Autism spectrum disorder (ASD) is a behaviorally defined neurodevelopmental disorder that now affects almost 2% of children in the United States (US). Although ASD is a very heterogeneous disorder with many associated psychiatric and medical co-morbidities (1), specific core symptoms define its diagnosis. ASD is defined by a deficit in social-communication along with the presence of repetitive and/or restricted interests and/or behaviors. ASD is a relatively new medical disorder, first described by two practitioners, Leo Kanner and Hans Asperger, in the 1940s, it was not recognized as its own disease in the Diagnostic Statistical Manual of Mental Disorders (DSM) until 1987 (2). Since then it has gone through several revisions in its definition. In the 4th edition of the DSM it was divided into three distinct categories, only for these subcategories to be dropped in the 5th edition of the DSM in lieu of being consider one disorder on a spectrum depending on levels of supports needed for the individual to function.
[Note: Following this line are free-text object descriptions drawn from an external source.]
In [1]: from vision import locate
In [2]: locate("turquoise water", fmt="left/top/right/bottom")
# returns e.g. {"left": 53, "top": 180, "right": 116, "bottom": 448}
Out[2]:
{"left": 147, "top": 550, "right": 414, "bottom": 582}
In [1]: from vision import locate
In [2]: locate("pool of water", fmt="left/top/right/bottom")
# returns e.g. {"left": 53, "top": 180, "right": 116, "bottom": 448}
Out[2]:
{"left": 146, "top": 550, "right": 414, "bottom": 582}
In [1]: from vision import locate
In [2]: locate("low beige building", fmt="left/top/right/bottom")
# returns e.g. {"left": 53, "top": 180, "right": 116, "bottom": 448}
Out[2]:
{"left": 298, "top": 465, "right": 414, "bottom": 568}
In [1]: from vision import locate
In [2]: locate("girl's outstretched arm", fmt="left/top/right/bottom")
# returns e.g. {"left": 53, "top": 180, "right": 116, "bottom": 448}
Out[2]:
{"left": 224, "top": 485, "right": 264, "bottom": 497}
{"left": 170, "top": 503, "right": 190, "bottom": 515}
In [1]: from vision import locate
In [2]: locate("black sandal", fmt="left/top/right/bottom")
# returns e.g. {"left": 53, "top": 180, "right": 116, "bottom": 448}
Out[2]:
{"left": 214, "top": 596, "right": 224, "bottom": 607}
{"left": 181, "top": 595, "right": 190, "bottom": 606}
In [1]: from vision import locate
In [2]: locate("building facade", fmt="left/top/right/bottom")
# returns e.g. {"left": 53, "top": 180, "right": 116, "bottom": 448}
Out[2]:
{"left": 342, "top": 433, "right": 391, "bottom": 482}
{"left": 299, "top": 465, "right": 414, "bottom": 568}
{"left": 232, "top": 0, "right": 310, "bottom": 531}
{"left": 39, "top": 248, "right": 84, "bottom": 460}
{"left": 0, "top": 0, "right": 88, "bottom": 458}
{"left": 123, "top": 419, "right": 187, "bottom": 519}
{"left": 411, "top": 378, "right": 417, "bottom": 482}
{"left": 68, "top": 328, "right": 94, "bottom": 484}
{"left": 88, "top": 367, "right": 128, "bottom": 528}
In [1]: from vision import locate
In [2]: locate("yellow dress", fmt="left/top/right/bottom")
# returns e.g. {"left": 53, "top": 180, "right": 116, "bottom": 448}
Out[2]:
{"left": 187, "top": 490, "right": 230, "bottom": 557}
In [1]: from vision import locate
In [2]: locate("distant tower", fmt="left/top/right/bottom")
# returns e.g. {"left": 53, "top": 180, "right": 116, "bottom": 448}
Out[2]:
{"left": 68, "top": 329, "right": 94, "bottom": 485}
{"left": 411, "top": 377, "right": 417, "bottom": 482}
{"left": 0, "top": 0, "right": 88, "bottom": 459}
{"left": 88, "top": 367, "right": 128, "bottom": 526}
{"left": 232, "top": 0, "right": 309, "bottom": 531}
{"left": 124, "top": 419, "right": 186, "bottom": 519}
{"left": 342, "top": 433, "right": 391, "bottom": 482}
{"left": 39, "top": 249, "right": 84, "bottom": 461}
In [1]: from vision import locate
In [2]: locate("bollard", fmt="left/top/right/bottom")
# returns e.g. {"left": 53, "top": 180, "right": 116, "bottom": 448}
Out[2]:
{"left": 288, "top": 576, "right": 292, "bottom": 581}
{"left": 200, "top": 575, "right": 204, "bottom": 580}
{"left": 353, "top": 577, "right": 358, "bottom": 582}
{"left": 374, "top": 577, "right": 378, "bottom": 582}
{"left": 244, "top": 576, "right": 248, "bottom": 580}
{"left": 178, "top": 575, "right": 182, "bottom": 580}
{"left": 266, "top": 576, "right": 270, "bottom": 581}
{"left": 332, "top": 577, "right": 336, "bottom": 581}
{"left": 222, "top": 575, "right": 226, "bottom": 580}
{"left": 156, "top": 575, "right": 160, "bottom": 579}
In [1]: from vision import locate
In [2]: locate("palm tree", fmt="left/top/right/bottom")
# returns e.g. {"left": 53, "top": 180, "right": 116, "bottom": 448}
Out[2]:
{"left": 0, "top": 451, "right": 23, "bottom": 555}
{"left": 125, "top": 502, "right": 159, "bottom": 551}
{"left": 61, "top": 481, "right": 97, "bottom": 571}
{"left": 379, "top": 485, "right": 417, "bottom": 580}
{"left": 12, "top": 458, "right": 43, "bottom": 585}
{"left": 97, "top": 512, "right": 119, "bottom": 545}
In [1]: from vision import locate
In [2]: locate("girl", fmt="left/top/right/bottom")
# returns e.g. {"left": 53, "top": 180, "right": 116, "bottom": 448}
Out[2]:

The history of the evolving and fluctuating definition of ASD is in no doubt driven by the fact that the etiology of ASD is still largely unknown. The fact that ASD appears to have a highly heritable component has driven research into genetic causes of ASD (3). However, empirical clinical studies have not supported a strong genetic component. In fact inherited single gene and chromosomal defects seem to only account for a minority of ASD cases (4) and studies pointing to single-gene disorders find that these mutations are rare de novo, not inherited, mutations (5,6). Thus, it is becoming clear that ASD arises from complicated interactions between genetic predisposition and environmental factors (7,8). Recent reviews demonstrate that there are numerous environmental agents and prenatal factors that increase the risk of ASD (9).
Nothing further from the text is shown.